Salah satunya adalah India yang membeli minyak Rusia 33 kali lebih banyak daripada tahun lalu karena bisa melakukan penghematan harian mencapai puluhan juta dolar dari harga yang lebih murah ketika membeli minyak dari Rusia.

Bahkan produsen turunan dari migas seperti pupuk juga mendapatkan keuntungan dari gejolak geopolitik terebut.

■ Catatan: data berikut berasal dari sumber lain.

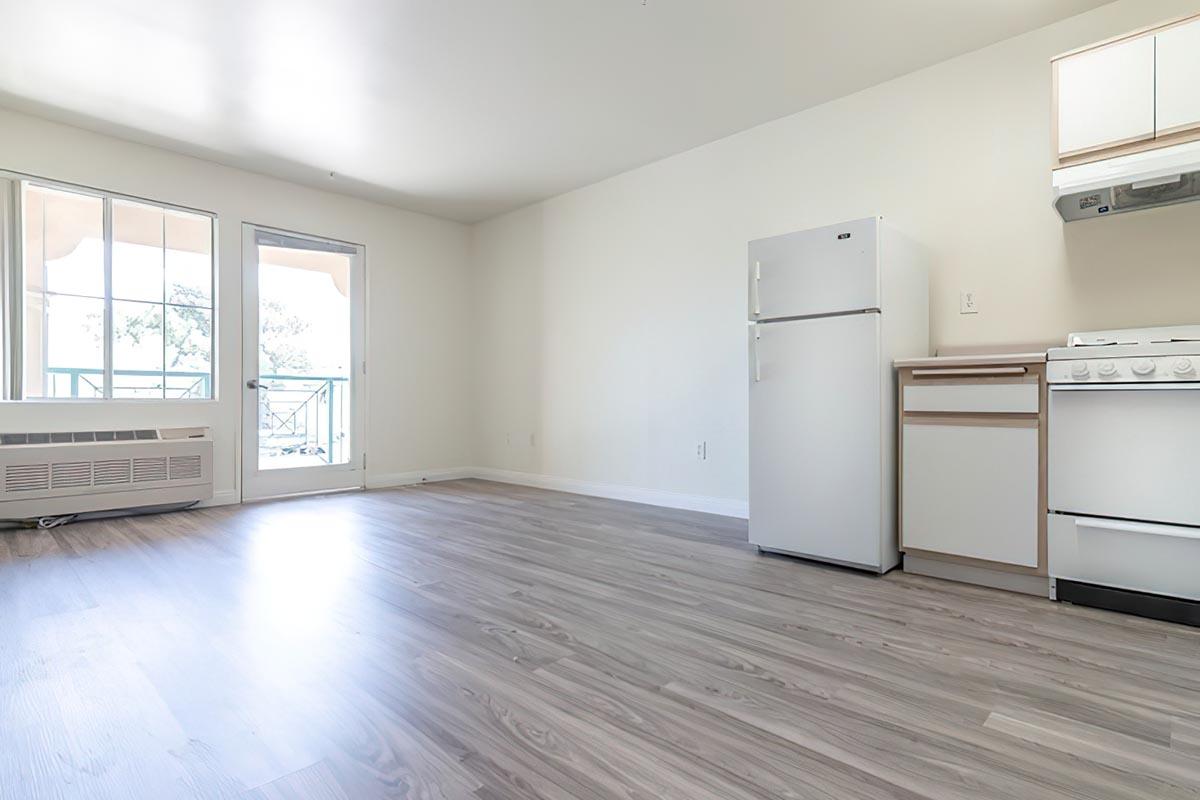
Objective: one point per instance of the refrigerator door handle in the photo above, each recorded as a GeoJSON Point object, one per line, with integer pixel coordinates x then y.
{"type": "Point", "coordinates": [757, 278]}
{"type": "Point", "coordinates": [754, 347]}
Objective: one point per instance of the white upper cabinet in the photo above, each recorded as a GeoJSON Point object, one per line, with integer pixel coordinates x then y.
{"type": "Point", "coordinates": [1177, 86]}
{"type": "Point", "coordinates": [1107, 96]}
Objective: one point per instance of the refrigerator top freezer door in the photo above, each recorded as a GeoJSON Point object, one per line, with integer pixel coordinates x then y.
{"type": "Point", "coordinates": [823, 271]}
{"type": "Point", "coordinates": [815, 439]}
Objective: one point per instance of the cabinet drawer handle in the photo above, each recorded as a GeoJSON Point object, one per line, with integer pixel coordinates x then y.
{"type": "Point", "coordinates": [969, 372]}
{"type": "Point", "coordinates": [1177, 531]}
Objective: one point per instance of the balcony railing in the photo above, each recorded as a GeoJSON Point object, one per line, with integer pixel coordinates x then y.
{"type": "Point", "coordinates": [301, 419]}
{"type": "Point", "coordinates": [89, 383]}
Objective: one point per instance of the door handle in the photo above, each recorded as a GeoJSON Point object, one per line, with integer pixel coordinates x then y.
{"type": "Point", "coordinates": [754, 349]}
{"type": "Point", "coordinates": [757, 278]}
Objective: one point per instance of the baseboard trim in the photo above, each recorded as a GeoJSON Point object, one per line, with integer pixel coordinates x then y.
{"type": "Point", "coordinates": [1025, 584]}
{"type": "Point", "coordinates": [720, 506]}
{"type": "Point", "coordinates": [419, 476]}
{"type": "Point", "coordinates": [221, 499]}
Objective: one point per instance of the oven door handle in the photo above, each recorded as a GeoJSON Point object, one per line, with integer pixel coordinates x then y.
{"type": "Point", "coordinates": [1125, 388]}
{"type": "Point", "coordinates": [1120, 525]}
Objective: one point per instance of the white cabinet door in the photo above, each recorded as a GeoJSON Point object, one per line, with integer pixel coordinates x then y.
{"type": "Point", "coordinates": [1177, 83]}
{"type": "Point", "coordinates": [815, 438]}
{"type": "Point", "coordinates": [1107, 96]}
{"type": "Point", "coordinates": [971, 491]}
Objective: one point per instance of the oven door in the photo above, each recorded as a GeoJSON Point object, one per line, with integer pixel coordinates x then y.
{"type": "Point", "coordinates": [1126, 452]}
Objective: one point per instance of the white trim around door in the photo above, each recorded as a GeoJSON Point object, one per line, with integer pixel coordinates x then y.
{"type": "Point", "coordinates": [339, 441]}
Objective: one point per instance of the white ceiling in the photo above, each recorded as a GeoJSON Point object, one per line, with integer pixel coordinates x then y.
{"type": "Point", "coordinates": [467, 108]}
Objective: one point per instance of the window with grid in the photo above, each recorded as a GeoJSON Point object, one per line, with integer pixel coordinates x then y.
{"type": "Point", "coordinates": [114, 296]}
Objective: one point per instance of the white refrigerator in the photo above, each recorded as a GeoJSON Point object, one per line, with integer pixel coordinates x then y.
{"type": "Point", "coordinates": [829, 311]}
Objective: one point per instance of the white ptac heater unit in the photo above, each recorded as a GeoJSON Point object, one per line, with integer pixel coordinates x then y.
{"type": "Point", "coordinates": [54, 474]}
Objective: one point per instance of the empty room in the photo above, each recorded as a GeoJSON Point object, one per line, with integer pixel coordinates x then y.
{"type": "Point", "coordinates": [600, 400]}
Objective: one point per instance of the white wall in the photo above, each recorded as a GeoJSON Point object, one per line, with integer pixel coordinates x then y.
{"type": "Point", "coordinates": [611, 331]}
{"type": "Point", "coordinates": [418, 276]}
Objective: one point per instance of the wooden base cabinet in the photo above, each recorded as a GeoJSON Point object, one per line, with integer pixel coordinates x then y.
{"type": "Point", "coordinates": [972, 456]}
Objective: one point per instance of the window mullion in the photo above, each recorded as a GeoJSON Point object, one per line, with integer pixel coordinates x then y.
{"type": "Point", "coordinates": [108, 298]}
{"type": "Point", "coordinates": [162, 308]}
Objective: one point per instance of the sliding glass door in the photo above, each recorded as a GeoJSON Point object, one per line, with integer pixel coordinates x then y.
{"type": "Point", "coordinates": [303, 364]}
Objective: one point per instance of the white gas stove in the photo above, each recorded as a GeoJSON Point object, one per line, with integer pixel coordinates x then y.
{"type": "Point", "coordinates": [1123, 529]}
{"type": "Point", "coordinates": [1140, 355]}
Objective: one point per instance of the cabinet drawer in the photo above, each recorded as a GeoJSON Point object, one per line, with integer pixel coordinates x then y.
{"type": "Point", "coordinates": [984, 398]}
{"type": "Point", "coordinates": [971, 491]}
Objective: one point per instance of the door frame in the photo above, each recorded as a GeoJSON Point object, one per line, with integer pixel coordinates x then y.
{"type": "Point", "coordinates": [264, 485]}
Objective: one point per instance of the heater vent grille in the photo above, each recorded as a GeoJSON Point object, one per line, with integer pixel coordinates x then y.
{"type": "Point", "coordinates": [27, 477]}
{"type": "Point", "coordinates": [76, 473]}
{"type": "Point", "coordinates": [112, 471]}
{"type": "Point", "coordinates": [149, 469]}
{"type": "Point", "coordinates": [184, 468]}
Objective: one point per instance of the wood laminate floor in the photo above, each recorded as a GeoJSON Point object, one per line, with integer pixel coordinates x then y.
{"type": "Point", "coordinates": [479, 641]}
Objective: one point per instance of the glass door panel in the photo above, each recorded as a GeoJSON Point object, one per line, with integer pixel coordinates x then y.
{"type": "Point", "coordinates": [304, 373]}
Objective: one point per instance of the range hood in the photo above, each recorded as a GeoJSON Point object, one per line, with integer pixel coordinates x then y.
{"type": "Point", "coordinates": [1141, 180]}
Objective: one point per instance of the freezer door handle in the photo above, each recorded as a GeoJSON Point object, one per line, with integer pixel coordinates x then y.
{"type": "Point", "coordinates": [754, 289]}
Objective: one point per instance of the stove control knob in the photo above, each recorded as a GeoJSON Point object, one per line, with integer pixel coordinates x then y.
{"type": "Point", "coordinates": [1144, 368]}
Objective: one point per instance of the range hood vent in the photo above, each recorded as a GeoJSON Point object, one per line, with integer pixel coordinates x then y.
{"type": "Point", "coordinates": [1144, 180]}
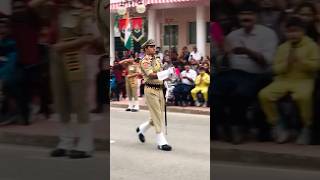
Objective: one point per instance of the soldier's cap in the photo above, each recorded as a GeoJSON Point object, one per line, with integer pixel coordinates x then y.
{"type": "Point", "coordinates": [4, 19]}
{"type": "Point", "coordinates": [202, 68]}
{"type": "Point", "coordinates": [149, 42]}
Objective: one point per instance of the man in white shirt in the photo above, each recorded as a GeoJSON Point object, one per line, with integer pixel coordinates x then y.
{"type": "Point", "coordinates": [250, 50]}
{"type": "Point", "coordinates": [195, 54]}
{"type": "Point", "coordinates": [159, 53]}
{"type": "Point", "coordinates": [183, 89]}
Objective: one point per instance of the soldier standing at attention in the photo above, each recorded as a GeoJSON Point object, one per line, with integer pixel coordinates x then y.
{"type": "Point", "coordinates": [132, 83]}
{"type": "Point", "coordinates": [69, 80]}
{"type": "Point", "coordinates": [151, 68]}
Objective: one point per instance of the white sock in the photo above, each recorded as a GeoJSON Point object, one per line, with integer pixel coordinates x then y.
{"type": "Point", "coordinates": [144, 127]}
{"type": "Point", "coordinates": [130, 104]}
{"type": "Point", "coordinates": [136, 105]}
{"type": "Point", "coordinates": [161, 140]}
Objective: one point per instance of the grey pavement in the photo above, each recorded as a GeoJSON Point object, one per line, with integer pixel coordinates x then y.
{"type": "Point", "coordinates": [33, 163]}
{"type": "Point", "coordinates": [132, 160]}
{"type": "Point", "coordinates": [268, 153]}
{"type": "Point", "coordinates": [170, 108]}
{"type": "Point", "coordinates": [235, 171]}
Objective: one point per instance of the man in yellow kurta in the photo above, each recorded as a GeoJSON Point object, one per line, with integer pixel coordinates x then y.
{"type": "Point", "coordinates": [202, 84]}
{"type": "Point", "coordinates": [296, 62]}
{"type": "Point", "coordinates": [153, 74]}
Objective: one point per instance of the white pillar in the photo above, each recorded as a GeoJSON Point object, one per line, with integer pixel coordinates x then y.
{"type": "Point", "coordinates": [201, 29]}
{"type": "Point", "coordinates": [158, 33]}
{"type": "Point", "coordinates": [151, 24]}
{"type": "Point", "coordinates": [5, 6]}
{"type": "Point", "coordinates": [112, 45]}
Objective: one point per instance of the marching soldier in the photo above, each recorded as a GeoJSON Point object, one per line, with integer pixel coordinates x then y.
{"type": "Point", "coordinates": [151, 68]}
{"type": "Point", "coordinates": [133, 71]}
{"type": "Point", "coordinates": [68, 80]}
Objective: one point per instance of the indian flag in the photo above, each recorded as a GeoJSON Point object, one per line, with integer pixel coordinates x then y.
{"type": "Point", "coordinates": [125, 27]}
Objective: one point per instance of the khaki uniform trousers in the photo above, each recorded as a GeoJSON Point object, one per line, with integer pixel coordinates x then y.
{"type": "Point", "coordinates": [301, 92]}
{"type": "Point", "coordinates": [155, 102]}
{"type": "Point", "coordinates": [131, 89]}
{"type": "Point", "coordinates": [202, 90]}
{"type": "Point", "coordinates": [69, 96]}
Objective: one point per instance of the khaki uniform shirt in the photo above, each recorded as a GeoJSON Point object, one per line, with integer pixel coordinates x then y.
{"type": "Point", "coordinates": [71, 27]}
{"type": "Point", "coordinates": [151, 64]}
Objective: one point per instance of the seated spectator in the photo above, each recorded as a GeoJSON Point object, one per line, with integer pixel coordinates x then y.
{"type": "Point", "coordinates": [195, 54]}
{"type": "Point", "coordinates": [194, 65]}
{"type": "Point", "coordinates": [296, 62]}
{"type": "Point", "coordinates": [159, 53]}
{"type": "Point", "coordinates": [235, 90]}
{"type": "Point", "coordinates": [202, 84]}
{"type": "Point", "coordinates": [183, 89]}
{"type": "Point", "coordinates": [308, 12]}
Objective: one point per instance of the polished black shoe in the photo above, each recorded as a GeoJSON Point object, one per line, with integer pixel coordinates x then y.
{"type": "Point", "coordinates": [59, 153]}
{"type": "Point", "coordinates": [141, 136]}
{"type": "Point", "coordinates": [74, 154]}
{"type": "Point", "coordinates": [165, 147]}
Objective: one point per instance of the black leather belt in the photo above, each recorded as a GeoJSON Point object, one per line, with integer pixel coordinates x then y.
{"type": "Point", "coordinates": [154, 86]}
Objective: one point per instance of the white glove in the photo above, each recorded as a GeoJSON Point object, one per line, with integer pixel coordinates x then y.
{"type": "Point", "coordinates": [162, 75]}
{"type": "Point", "coordinates": [172, 70]}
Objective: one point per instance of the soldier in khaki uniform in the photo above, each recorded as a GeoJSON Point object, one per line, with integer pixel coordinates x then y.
{"type": "Point", "coordinates": [69, 80]}
{"type": "Point", "coordinates": [132, 83]}
{"type": "Point", "coordinates": [151, 68]}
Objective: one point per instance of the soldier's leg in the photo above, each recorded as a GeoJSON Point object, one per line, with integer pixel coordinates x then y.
{"type": "Point", "coordinates": [135, 97]}
{"type": "Point", "coordinates": [62, 106]}
{"type": "Point", "coordinates": [152, 99]}
{"type": "Point", "coordinates": [204, 92]}
{"type": "Point", "coordinates": [128, 89]}
{"type": "Point", "coordinates": [161, 139]}
{"type": "Point", "coordinates": [85, 142]}
{"type": "Point", "coordinates": [194, 93]}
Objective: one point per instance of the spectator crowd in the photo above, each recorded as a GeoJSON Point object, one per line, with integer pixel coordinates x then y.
{"type": "Point", "coordinates": [27, 36]}
{"type": "Point", "coordinates": [189, 86]}
{"type": "Point", "coordinates": [265, 78]}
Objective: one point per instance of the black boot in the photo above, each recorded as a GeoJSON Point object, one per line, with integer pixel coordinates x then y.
{"type": "Point", "coordinates": [165, 147]}
{"type": "Point", "coordinates": [59, 153]}
{"type": "Point", "coordinates": [75, 154]}
{"type": "Point", "coordinates": [140, 135]}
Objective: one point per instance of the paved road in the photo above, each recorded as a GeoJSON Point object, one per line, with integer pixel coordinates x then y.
{"type": "Point", "coordinates": [233, 171]}
{"type": "Point", "coordinates": [30, 163]}
{"type": "Point", "coordinates": [131, 160]}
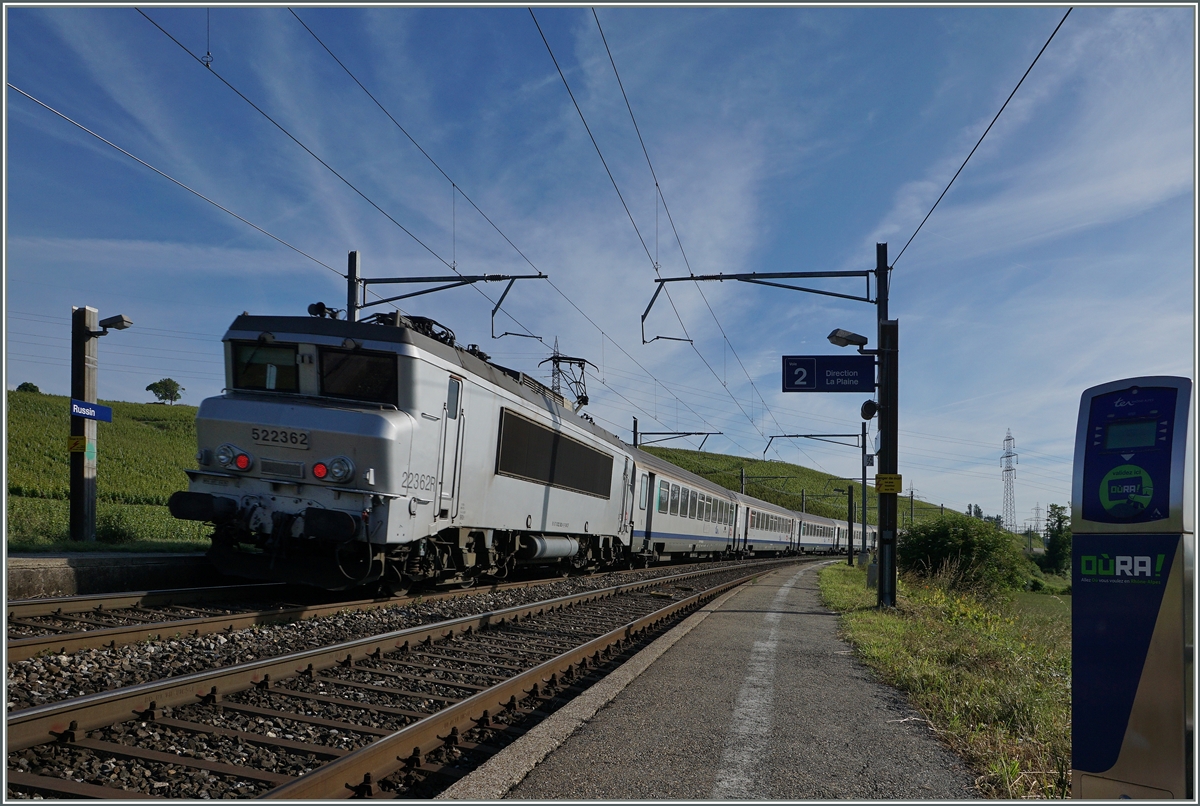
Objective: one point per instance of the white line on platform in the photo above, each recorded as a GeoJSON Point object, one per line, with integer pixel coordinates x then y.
{"type": "Point", "coordinates": [737, 779]}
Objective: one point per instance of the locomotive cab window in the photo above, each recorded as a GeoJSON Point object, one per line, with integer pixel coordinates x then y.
{"type": "Point", "coordinates": [453, 398]}
{"type": "Point", "coordinates": [359, 376]}
{"type": "Point", "coordinates": [265, 367]}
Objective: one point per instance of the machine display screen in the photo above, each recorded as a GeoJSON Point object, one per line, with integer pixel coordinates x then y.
{"type": "Point", "coordinates": [1129, 434]}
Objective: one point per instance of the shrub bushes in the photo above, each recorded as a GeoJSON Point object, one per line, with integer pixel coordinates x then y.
{"type": "Point", "coordinates": [964, 554]}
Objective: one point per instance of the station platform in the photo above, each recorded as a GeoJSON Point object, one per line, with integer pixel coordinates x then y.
{"type": "Point", "coordinates": [751, 698]}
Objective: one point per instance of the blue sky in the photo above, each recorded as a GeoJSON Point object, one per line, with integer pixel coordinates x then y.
{"type": "Point", "coordinates": [783, 139]}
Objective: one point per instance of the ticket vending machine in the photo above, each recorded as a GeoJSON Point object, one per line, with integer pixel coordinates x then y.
{"type": "Point", "coordinates": [1132, 577]}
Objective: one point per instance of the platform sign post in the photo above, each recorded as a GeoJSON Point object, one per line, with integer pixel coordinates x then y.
{"type": "Point", "coordinates": [1132, 576]}
{"type": "Point", "coordinates": [84, 415]}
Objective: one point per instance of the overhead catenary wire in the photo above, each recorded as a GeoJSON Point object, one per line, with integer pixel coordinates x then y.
{"type": "Point", "coordinates": [169, 178]}
{"type": "Point", "coordinates": [983, 136]}
{"type": "Point", "coordinates": [328, 167]}
{"type": "Point", "coordinates": [641, 240]}
{"type": "Point", "coordinates": [487, 218]}
{"type": "Point", "coordinates": [658, 190]}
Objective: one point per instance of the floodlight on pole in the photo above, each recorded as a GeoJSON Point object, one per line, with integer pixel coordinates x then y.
{"type": "Point", "coordinates": [840, 337]}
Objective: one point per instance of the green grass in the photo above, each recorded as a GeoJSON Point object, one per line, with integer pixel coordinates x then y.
{"type": "Point", "coordinates": [139, 462]}
{"type": "Point", "coordinates": [819, 495]}
{"type": "Point", "coordinates": [993, 679]}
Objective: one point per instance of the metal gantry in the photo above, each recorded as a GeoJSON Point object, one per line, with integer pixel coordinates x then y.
{"type": "Point", "coordinates": [887, 358]}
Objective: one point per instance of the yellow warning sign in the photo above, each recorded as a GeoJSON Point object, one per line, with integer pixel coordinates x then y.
{"type": "Point", "coordinates": [888, 482]}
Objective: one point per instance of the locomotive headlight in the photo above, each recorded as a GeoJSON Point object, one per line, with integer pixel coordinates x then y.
{"type": "Point", "coordinates": [233, 457]}
{"type": "Point", "coordinates": [341, 469]}
{"type": "Point", "coordinates": [226, 453]}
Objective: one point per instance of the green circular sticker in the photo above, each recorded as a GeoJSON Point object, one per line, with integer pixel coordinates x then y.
{"type": "Point", "coordinates": [1126, 491]}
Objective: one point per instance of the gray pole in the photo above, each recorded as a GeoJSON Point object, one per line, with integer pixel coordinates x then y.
{"type": "Point", "coordinates": [864, 485]}
{"type": "Point", "coordinates": [888, 462]}
{"type": "Point", "coordinates": [352, 287]}
{"type": "Point", "coordinates": [888, 459]}
{"type": "Point", "coordinates": [84, 324]}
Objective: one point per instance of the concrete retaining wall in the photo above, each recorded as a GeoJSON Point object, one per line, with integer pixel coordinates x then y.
{"type": "Point", "coordinates": [65, 575]}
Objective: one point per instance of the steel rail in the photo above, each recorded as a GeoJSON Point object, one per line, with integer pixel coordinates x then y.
{"type": "Point", "coordinates": [169, 597]}
{"type": "Point", "coordinates": [377, 761]}
{"type": "Point", "coordinates": [43, 723]}
{"type": "Point", "coordinates": [21, 649]}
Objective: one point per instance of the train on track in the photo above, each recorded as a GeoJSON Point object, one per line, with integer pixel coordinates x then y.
{"type": "Point", "coordinates": [345, 453]}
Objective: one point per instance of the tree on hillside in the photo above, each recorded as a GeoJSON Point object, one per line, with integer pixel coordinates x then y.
{"type": "Point", "coordinates": [1057, 557]}
{"type": "Point", "coordinates": [166, 390]}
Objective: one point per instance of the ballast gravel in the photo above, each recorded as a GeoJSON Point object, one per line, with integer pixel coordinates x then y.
{"type": "Point", "coordinates": [54, 678]}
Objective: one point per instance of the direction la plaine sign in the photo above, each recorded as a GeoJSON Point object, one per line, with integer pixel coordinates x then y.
{"type": "Point", "coordinates": [828, 373]}
{"type": "Point", "coordinates": [90, 410]}
{"type": "Point", "coordinates": [888, 482]}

Financial Times baru-baru ini melaporkan bahwa Grup OCP Maroko, produsen pupuk fosfat terkemuka di dunia, mencatat rekor pendapatan tahun lalu. Ini karena penurunan ekspor gas Rusia menghancurkan produsen pupuk nitrogen, yang menggunakan gas sebagai bahan baku.

OCP membukukan US$3,65 miliar dalam sembilan bulan pertama 2022, naik dari US$1,99 miliar pada periode yang sama tahun sebelumnya.

Saat konflik meletus, harga minyak mentah dunia melonjak ke level tertinggi sejak 2008.

Menurut data Refinitiv, pada Rabu (8/3/2022) harga minyak mentah Brent menyentuh penutupan US$127,98 per barel dan West Texas Intermediate (WTI) tercatat US$123,7 per barel. Bahkan meskipun saat ini harga minyak sudah jauh lebih rendah, tetap berada di atas harga sebelum perang berkecamuk.

Harga minyak Brent dan WTI tercatat US$83,16 per barel dan US$76,32 per barel pada perdagangan terakhir, Jumat (24/2/2023).

Harga melonjak karena kekhawatiran para pelaku pasar bahwa pasokan minyak dari Rusia akan terhambat. Padahal Rusia adalah salah satu produsen minyak terbesar di dunia.

Paling jadi sorotan adalah nasib Eropa jika pasokan minyak Rusia terhenti. Sebab Moskow adalah sumber minyak utama bagi negara-negara Benua Biru.